During Trump’s four years in office, his habits as a businessman did not change. He sniffed at balancing the system, law and values, and often did as he liked, which was why he met with a lot of resistance, and his political achievements were few. In the end, he incited supporters to storm the US Capitol Building for his own political interests, disrupting proceedings and severely damaging US democracy.

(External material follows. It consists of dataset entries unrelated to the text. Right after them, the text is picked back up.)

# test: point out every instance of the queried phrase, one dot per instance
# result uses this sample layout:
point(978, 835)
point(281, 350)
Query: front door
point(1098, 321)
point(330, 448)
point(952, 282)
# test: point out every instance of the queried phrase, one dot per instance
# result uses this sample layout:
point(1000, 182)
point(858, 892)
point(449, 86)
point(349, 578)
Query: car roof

His political achievements widely differed from his professed objectives: his idea of businesses rescuing the economy did not work, and he also drew a blank at reviving the US’s manufacturing sector. The trail he left behind outweighed his achievements, and so he cannot be considered a success story of a businessman going into politics.
Trump’s actions and their outcomes show that a “businessman president” is not some panacea to boost national development. The same could be said about former South Korean president Lee Myung-bak. Lee’s corporate results were comparable to Trump’s, and he even had a stint as mayor of Seoul. From an outstanding mayor, he became a president for whom people had high hopes.
However, he also fell short, most clearly in the failure of his “747 Plan” of 7% economic growth, raising per capita GDP to US$40,000, and making Korea the world’s seventh largest economy — not one aim was met. Economic growth averaged 2.9% over five years, far below the 7% target, smashing the idea that businessmen in politics would be good for the economy.
During this term, Lee also made little achievements in diplomacy and on the North Korea issue, while leaving many problems in domestic politics, especially reports of corruption among his family members and trusted associates. In the end, he was jailed for corruption.
The biggest doubt people have is over his huge assets in mainland China, and whether he can be completely autonomous without being threatened by mainland China if he becomes president.
Public doubt over assets
Gou’s unconventional, freewheeling personality is beyond Lee’s and closer to Trump’s. There is no doubt of his canny handling of affairs and extraordinary ability to meet targets. However, his unbridled entrepreneurial character and methods, doing as he wishes in an assertive manner, are really at odds with the steadiness and high calibre needed in a political leader.
The biggest doubt people have is over his huge assets in mainland China, and whether he can be completely autonomous without being threatened by mainland China if he becomes president. Also, given that his businesses on both sides of the Taiwan Strait and internationally are intertwined, there are questions about whether he can be completely free of conflicts of interest.
Gou is a successful entrepreneur, but in terms of politics, he is an immature, brash rookie. He cannot be considered a seasoned professional politician, and it will be difficult for him to make any rapid transformation. If he becomes a presidential candidate, he will be attacked by the Democratic Progressive Party and left bruised and battered. There will undoubtedly be incidents, and he might cause more problems than bring solutions. Indeed, the Taiwanese public will find it difficult to trust that he will be a capable president.